Heritage
A house, in its own words
Psychotic London entered the perfume industry in 2020, a year that reshaped how people understood their relationship to scent and memory. The brand was created reportedly in 65 days according to LinkedIn, emerging from founder Shota Lomtadze's vision to build a universe where feeling comes first and presence is everything. During the COVID-19 lockdowns, the house began collaborating with perfumer Celine Ellena, who created the first six fragrances while the world was confined and searching for new forms of expression. These early releases established the brand's approach of treating fragrance as a vehicle for emotion rather than mere decoration. The timing proved significant, as pandemic isolation heightened awareness of how scent shapes atmosphere and psychological state. Rather than competing with established houses through heritage or tradition, Psychotic London built its identity on immediacy and emotional resonance. The brand never positioned itself as a luxury accessory in the traditional sense, instead speaking to consumers who wanted their fragrance to function as a mood-creating tool. This positioning distinguished it from competitors in the niche market. The house continued releasing new fragrances through 2023 and 2024, expanding its collection while maintaining the core philosophy that fragrance should shape experience rather than merely complement it. The London base informed the brand's aesthetic, blending British irreverence with French production standards. Each new release reinforced the founding principle that presence matters more than perfection, and that perfume should leave a trace in memory and emotion.

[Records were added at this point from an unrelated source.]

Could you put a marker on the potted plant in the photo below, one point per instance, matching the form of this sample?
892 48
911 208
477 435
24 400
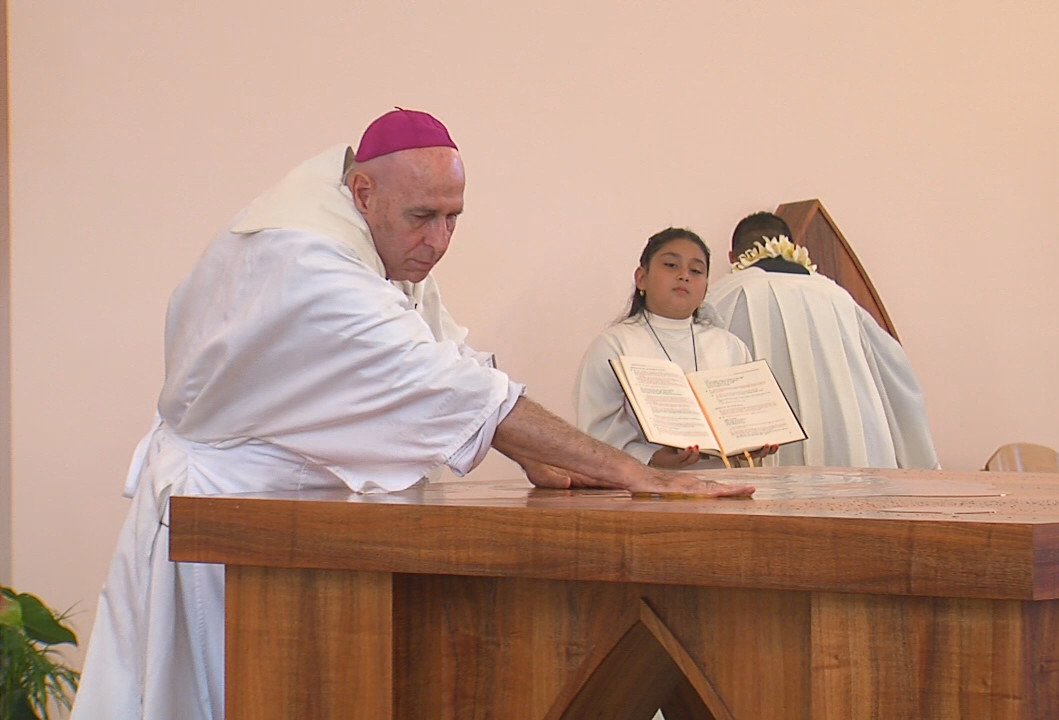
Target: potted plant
32 672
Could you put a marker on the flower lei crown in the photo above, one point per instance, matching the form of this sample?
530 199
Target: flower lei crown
775 247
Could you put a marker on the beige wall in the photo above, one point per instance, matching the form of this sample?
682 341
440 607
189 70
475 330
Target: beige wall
138 128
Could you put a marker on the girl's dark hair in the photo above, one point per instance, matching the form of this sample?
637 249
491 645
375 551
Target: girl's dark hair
656 243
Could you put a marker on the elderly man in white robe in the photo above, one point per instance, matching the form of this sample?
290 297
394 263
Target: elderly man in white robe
307 348
847 379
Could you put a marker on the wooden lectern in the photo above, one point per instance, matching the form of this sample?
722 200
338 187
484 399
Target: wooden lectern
833 593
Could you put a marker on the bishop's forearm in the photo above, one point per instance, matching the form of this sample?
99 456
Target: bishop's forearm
532 434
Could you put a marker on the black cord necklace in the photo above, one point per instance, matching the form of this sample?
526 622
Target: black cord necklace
695 353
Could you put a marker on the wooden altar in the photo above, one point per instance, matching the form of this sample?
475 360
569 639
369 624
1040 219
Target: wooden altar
833 593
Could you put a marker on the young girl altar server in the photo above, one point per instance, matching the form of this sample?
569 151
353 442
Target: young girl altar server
664 320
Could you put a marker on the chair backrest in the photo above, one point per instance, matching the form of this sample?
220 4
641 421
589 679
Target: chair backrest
1024 457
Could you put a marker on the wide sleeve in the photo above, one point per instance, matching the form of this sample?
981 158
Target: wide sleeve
289 340
603 411
901 397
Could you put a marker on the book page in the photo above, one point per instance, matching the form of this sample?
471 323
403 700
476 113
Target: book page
665 406
747 407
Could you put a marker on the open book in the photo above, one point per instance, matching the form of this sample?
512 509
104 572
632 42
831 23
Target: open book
725 411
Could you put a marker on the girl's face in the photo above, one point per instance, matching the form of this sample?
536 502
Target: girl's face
675 280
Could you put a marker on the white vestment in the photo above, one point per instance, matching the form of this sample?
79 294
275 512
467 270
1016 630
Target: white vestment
603 411
848 380
290 363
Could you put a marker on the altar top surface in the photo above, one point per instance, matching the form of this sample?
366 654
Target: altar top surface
892 532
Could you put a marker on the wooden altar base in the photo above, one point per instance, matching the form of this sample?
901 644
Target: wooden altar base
470 601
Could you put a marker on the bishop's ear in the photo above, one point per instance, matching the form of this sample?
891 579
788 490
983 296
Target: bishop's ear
361 186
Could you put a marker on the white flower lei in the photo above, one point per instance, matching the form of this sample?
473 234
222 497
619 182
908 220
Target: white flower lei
775 247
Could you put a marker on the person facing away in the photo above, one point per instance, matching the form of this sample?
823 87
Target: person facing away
847 379
308 347
664 320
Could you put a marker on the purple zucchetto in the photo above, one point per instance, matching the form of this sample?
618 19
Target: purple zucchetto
401 130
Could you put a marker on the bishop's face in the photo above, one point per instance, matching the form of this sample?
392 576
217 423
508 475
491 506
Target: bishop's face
411 200
675 280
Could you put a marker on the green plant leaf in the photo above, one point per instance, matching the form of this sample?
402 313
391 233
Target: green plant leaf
11 611
41 625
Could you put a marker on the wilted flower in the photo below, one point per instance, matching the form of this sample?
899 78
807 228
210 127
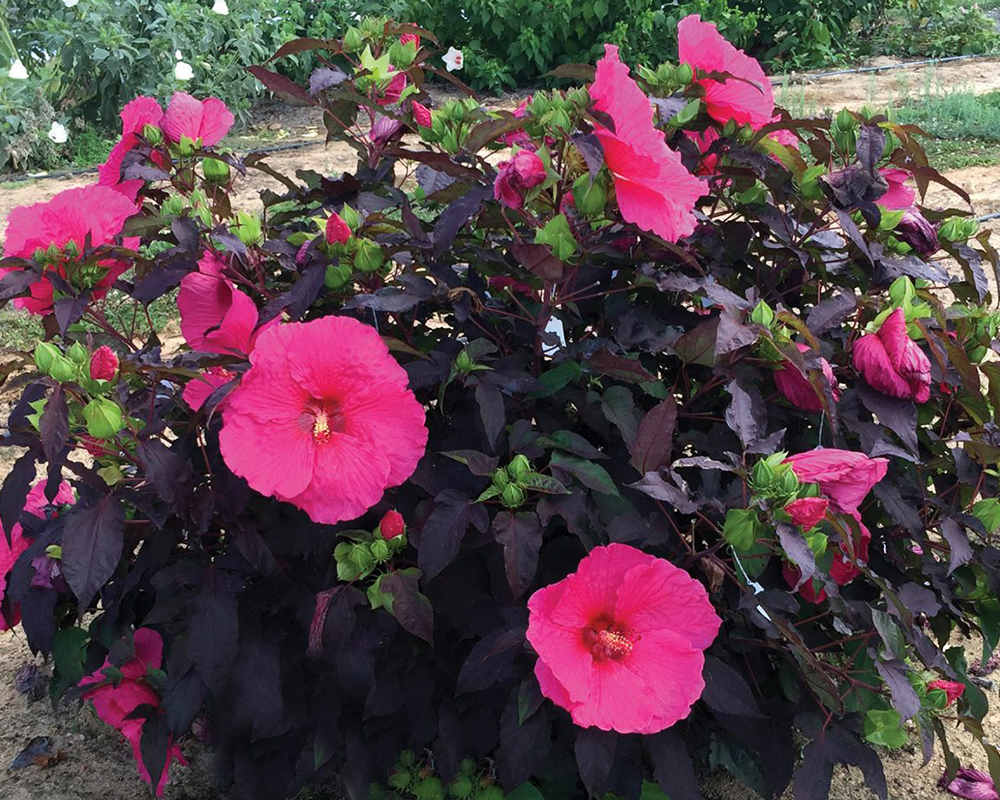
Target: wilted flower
323 419
843 476
749 99
337 231
207 120
17 72
516 176
73 215
797 389
653 189
58 133
453 59
892 363
620 641
103 364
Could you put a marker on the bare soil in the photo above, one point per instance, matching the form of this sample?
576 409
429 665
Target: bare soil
95 764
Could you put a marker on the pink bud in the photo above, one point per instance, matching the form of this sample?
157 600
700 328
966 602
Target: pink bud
103 364
337 230
392 524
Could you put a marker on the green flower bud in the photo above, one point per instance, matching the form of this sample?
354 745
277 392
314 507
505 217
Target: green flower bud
512 496
216 171
62 369
103 417
589 196
353 40
45 354
519 467
78 354
369 257
762 314
380 550
152 134
763 475
337 276
248 228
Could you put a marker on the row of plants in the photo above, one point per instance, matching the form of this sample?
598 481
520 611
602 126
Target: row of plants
583 449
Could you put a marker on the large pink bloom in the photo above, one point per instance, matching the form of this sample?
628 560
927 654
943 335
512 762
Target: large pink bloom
323 419
621 641
843 476
114 703
34 504
135 116
70 216
208 120
653 189
216 317
899 195
892 363
797 390
700 45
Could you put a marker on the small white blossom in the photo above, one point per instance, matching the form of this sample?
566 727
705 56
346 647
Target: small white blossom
17 71
453 59
58 133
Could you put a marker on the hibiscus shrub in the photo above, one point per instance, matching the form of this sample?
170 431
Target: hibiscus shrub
577 450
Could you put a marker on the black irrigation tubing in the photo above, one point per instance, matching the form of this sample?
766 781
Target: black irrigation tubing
859 70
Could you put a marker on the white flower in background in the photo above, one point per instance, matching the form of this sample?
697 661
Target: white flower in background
58 133
453 59
17 71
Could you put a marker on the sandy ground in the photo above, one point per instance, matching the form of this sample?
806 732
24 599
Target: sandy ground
95 764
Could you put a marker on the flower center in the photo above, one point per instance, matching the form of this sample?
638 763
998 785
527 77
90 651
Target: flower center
608 643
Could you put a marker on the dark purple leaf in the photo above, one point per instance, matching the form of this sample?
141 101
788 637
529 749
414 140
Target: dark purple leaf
410 608
441 536
904 696
798 550
54 425
521 537
654 440
456 215
958 542
672 765
324 78
214 629
92 543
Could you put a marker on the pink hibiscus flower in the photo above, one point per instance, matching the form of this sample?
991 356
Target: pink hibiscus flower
114 703
899 195
208 120
747 100
70 216
808 512
323 419
621 641
35 503
653 189
797 390
136 115
843 476
216 317
892 363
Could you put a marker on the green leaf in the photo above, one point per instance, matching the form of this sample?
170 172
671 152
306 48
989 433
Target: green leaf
741 528
883 727
591 475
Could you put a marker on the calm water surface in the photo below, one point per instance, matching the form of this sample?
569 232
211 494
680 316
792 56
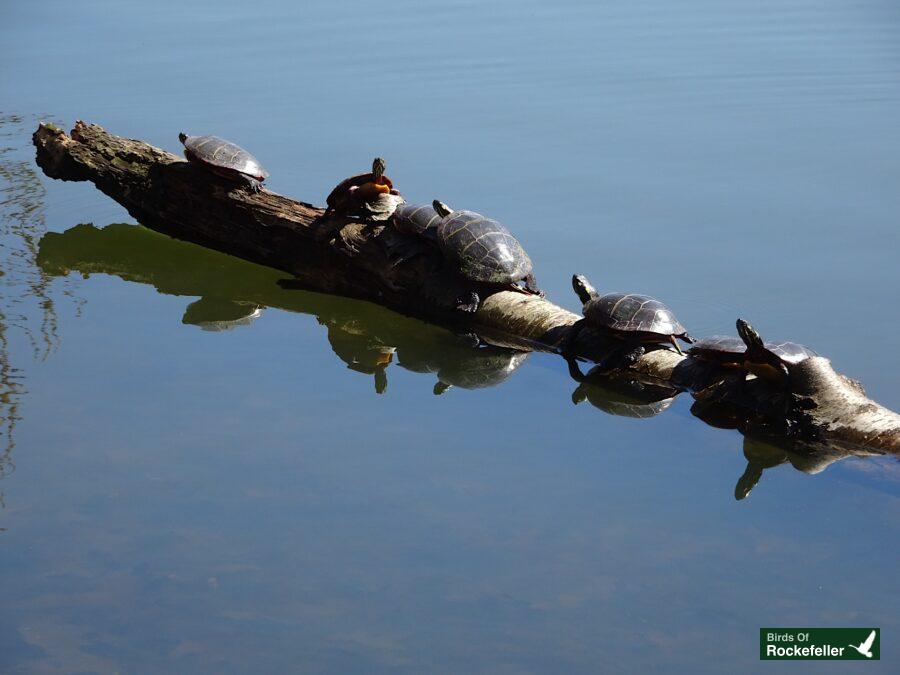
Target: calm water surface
199 473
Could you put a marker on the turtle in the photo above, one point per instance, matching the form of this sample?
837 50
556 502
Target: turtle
370 195
225 159
770 361
482 250
633 318
417 219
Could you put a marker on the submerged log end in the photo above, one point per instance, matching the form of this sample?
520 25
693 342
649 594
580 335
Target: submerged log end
840 409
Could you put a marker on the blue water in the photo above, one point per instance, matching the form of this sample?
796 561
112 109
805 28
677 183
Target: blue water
238 499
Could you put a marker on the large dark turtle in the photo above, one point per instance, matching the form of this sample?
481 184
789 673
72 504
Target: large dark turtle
635 319
483 251
417 219
768 360
225 159
369 195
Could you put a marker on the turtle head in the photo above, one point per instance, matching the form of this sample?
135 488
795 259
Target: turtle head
583 288
440 387
749 335
442 209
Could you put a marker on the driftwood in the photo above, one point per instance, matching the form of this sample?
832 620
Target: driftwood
167 194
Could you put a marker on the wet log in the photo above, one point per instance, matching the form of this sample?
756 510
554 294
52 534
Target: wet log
373 262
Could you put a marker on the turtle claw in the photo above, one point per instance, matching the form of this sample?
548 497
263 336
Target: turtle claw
468 303
622 357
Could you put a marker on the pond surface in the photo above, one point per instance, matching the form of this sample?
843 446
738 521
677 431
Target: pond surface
204 472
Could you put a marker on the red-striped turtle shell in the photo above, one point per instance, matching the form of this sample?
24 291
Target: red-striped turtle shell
223 155
727 347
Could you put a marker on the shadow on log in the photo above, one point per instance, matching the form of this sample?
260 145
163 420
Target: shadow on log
375 263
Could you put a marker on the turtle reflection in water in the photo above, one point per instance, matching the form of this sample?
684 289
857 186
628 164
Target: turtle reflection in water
360 349
620 394
218 314
478 368
225 159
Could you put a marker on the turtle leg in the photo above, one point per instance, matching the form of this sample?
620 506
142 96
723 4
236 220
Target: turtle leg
468 302
531 285
623 357
748 480
568 346
254 185
380 381
579 395
574 371
440 387
675 344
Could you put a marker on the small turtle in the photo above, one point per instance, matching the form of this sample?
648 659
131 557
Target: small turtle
770 361
369 195
634 319
225 159
482 250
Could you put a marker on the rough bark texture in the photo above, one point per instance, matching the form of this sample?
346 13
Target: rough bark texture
170 195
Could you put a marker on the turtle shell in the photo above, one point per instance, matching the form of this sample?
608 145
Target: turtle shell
218 152
631 312
718 346
723 346
482 249
340 192
790 352
416 219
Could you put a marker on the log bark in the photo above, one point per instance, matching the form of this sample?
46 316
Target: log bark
375 263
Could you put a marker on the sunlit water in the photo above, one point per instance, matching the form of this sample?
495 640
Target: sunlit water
198 471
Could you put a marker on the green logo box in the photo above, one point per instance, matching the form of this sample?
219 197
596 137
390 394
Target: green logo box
820 644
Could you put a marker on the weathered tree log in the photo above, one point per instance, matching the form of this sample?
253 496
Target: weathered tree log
170 195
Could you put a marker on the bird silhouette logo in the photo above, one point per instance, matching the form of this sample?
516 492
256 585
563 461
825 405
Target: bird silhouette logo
865 648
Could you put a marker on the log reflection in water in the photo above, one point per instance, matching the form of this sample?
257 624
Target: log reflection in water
369 338
26 304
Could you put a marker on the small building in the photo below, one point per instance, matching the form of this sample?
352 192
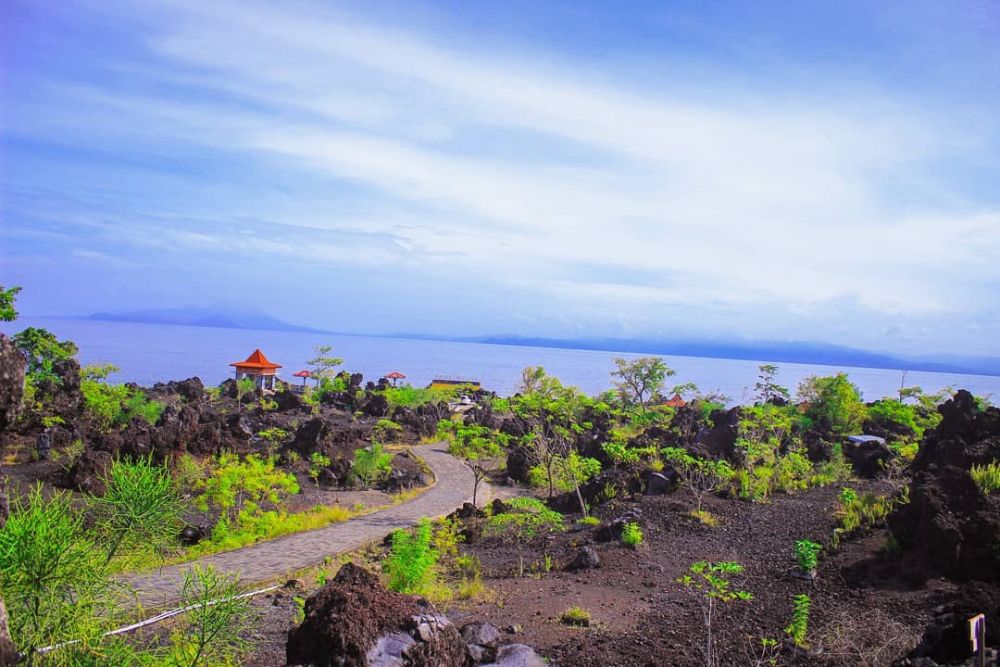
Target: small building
262 370
441 383
676 402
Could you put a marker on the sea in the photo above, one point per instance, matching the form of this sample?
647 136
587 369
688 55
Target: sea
151 353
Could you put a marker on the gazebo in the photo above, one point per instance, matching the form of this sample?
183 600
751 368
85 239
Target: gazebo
395 376
258 367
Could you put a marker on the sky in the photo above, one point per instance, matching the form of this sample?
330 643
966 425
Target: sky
821 171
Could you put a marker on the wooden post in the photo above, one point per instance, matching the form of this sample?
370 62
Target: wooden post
977 635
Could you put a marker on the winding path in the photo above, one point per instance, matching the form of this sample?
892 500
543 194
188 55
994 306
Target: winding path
269 560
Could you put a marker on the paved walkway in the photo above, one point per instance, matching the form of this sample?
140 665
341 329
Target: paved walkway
276 558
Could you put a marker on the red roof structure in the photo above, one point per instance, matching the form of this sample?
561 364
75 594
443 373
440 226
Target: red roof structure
676 402
256 361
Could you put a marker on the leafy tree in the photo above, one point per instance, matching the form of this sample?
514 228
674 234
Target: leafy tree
767 389
640 379
323 363
372 465
711 587
699 476
141 506
411 561
43 351
53 580
555 413
478 447
7 298
213 633
833 399
240 487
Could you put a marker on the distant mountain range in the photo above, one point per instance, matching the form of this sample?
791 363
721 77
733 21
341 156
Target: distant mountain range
204 317
791 352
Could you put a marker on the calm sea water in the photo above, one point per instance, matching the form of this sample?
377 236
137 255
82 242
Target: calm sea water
149 353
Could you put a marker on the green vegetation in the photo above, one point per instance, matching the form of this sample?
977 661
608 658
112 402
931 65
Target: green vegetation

Psychotic London operates from a conviction that fragrance should function as a mood-creating instrument, not merely a pleasant accessory. The brand's stated approach treats scent as shaped by mood, memory, and instinct, three elements that guide every creation from concept to bottle. This framework rejects the idea that perfume should be universally liked or safely inoffensive. Instead, the house embraces the provocative, the specific, and the emotionally charged. The brand explicitly positions itself for those who want fragrance to function beyond the surface, reaching into deeper territory where scent and state of mind become inseparable. This creates a different relationship between wearer and fragrance, one where the perfume actively shapes experience rather than passively existing as a background element. The philosophy extends to how the brand communicates, speaking in terms of presence and feeling rather than notes or accords. References to moments when makeup is gone, heels are off, and the city fades into darkness suggest an interest in the vulnerable, unperformed self. The house frames fragrance as a companion to those quieter states rather than a performance for public consumption. This approach reflects a broader philosophy that creativity functions as a form of response to the world, an emotional language that communicates what words cannot capture. The brand's creative process reportedly centers on instinct over market research, allowing each fragrance to emerge from internal vision rather than external validation. This methodology produces scents that feel personal even when worn by strangers, carrying an authenticity that mass-market approaches cannot replicate.